A New Partnership also addresses the current student loan system. Of students enrolled in public colleges and universities, half carry student loans. A Fidelity survey of 750 members of the class of 2013 reported that the average graduate owed $26,000 for government loans. To diminish this debt burden and reduce the number unable to repay loans after graduation, the plan proposes making income-based repayment the standard option for loan programs, with payments handled through payroll withholdings much as federal insurance contributions are.
And to simplify applying for financial aid, Doyle propounds using tax returns to determine eligibility. Now, families must file taxes and complete the Free Application for Federal Student Aid (FAFSA) before they learn if they are eligible for aid. His plan would also eliminate tax credits for higher education, which primarily fund students who would attend college anyway. Using the $18.2 billion savings from removing those credits could support a competition like the Obama administration’s K-12 Race to the Top for state-level innovations to improve access through student financial aid. Such a system could also fuel an ambitious, campus-based incentive program to reward institutions for funding need-based aid that also encourages student success.
“We relied on institutional good will for a long time,” Doyle says. “At institutions like Vanderbilt, you can see that it still goes a long way. They actually do spend a lot of money on funding for low-income students even though they don’t really have to. But we’ve come to the point at which we can’t rely just on institutional good will any longer. We have to structure incentives for educational institutions so that they continue to ensure equity as one of their goals.

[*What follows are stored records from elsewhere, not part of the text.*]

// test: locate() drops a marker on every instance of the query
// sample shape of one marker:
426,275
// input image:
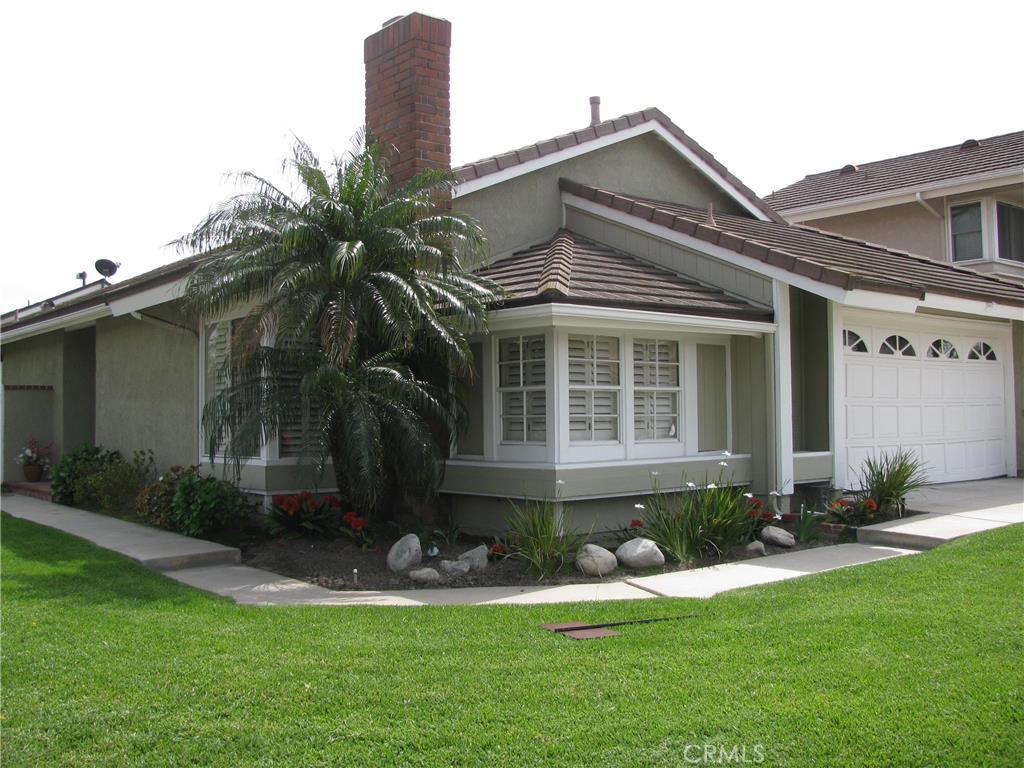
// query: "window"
594,386
1010,225
521,389
941,348
853,342
981,351
655,389
965,222
897,345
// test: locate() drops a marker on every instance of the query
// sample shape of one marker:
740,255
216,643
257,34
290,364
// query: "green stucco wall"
146,389
712,397
809,355
753,410
36,361
527,209
1018,337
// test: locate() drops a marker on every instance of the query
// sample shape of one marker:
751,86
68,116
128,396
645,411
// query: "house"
659,316
961,204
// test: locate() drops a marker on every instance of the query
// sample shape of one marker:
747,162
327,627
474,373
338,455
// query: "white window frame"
989,228
982,204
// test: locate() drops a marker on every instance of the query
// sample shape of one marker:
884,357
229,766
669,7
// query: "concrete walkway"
160,550
960,510
950,511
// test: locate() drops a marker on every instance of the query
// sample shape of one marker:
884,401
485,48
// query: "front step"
925,531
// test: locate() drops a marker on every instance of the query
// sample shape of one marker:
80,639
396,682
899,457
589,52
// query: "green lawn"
913,662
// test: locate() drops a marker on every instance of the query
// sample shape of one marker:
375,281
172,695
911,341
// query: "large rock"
476,557
755,548
640,553
594,560
778,537
425,576
455,567
404,554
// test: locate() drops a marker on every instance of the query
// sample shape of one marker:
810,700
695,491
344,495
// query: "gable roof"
551,151
988,156
824,257
571,269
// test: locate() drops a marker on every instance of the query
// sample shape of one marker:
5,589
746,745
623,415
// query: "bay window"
521,386
594,370
655,390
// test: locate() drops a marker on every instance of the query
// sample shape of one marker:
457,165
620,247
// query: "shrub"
203,505
536,536
707,520
156,503
119,482
889,478
74,477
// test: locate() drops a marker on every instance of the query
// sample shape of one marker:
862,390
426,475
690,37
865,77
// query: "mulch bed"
330,563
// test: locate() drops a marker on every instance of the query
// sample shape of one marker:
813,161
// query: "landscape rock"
755,548
777,537
594,560
640,553
404,554
476,557
425,576
455,567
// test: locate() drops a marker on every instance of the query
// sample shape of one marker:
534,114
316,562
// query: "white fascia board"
578,315
946,187
834,293
855,298
150,297
971,306
651,126
65,322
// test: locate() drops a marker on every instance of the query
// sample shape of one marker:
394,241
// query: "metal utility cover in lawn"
589,634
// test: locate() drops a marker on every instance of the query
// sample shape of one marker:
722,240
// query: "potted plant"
34,460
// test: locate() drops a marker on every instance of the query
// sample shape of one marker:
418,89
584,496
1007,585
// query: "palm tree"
356,309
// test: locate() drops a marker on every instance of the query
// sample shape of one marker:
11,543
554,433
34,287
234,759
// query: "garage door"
928,389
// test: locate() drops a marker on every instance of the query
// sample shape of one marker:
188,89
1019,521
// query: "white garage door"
930,389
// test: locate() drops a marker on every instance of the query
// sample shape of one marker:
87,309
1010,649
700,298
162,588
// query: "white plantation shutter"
521,380
594,385
655,393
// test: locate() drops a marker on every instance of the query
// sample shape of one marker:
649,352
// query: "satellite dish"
107,267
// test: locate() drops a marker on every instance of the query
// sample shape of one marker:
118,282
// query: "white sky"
120,120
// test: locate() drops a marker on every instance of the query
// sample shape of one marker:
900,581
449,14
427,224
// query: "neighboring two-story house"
962,204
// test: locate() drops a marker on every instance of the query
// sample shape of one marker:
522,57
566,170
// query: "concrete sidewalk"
950,511
215,568
160,550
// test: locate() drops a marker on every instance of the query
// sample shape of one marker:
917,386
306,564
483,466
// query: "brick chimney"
408,92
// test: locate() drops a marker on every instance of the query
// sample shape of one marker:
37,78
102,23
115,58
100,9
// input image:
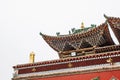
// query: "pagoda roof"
98,36
114,23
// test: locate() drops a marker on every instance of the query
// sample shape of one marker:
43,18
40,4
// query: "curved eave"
115,25
58,42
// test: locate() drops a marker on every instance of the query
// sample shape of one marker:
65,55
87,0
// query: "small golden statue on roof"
82,25
32,57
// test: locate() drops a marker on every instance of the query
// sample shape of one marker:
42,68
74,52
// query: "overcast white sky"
21,21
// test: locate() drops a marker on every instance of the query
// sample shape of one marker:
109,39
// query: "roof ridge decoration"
114,23
98,36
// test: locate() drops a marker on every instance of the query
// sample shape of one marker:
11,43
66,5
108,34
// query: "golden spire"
32,57
82,25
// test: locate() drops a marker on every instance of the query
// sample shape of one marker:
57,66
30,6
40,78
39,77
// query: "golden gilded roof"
98,36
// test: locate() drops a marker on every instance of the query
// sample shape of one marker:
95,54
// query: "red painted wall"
107,75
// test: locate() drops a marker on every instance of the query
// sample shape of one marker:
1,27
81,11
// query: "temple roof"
98,36
115,25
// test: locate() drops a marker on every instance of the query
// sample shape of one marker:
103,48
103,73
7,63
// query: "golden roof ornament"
82,25
32,57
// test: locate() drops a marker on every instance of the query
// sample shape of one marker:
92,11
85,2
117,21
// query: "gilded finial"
82,25
32,57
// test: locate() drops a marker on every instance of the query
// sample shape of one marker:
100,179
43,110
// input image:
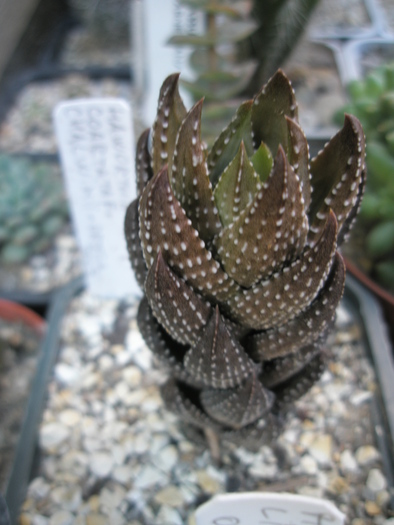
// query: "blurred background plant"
372,242
33,208
244,43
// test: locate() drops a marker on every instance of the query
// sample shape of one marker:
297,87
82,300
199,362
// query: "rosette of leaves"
236,251
241,46
33,208
372,246
220,74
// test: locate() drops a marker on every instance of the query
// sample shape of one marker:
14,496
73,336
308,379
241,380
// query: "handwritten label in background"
96,144
254,508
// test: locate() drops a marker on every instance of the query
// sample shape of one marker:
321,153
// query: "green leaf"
236,187
336,176
171,111
269,232
270,107
228,142
189,177
285,294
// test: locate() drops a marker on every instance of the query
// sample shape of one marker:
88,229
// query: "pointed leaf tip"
189,176
217,359
170,113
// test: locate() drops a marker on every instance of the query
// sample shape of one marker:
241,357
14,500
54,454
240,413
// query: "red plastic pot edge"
13,312
385,298
375,288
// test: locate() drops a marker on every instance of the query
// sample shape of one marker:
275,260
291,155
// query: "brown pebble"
371,508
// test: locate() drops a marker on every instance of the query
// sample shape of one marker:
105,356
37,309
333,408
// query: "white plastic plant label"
255,508
96,145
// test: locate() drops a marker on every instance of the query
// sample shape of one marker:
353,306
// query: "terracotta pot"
385,298
14,312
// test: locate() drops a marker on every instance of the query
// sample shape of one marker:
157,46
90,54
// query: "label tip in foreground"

“We’ve backed into a policy solution to paying for college that extracts more and more from students and families. Institutions have a real responsibility to become more effective in their use of families’ money and to rein in college costs. I think that the time is coming when people are going to start taking alternatives like online courses seriously. Some of these alternatives may end up putting pressure on institutions to ask themselves how they can present something that’s high quality without constantly increasing the price.”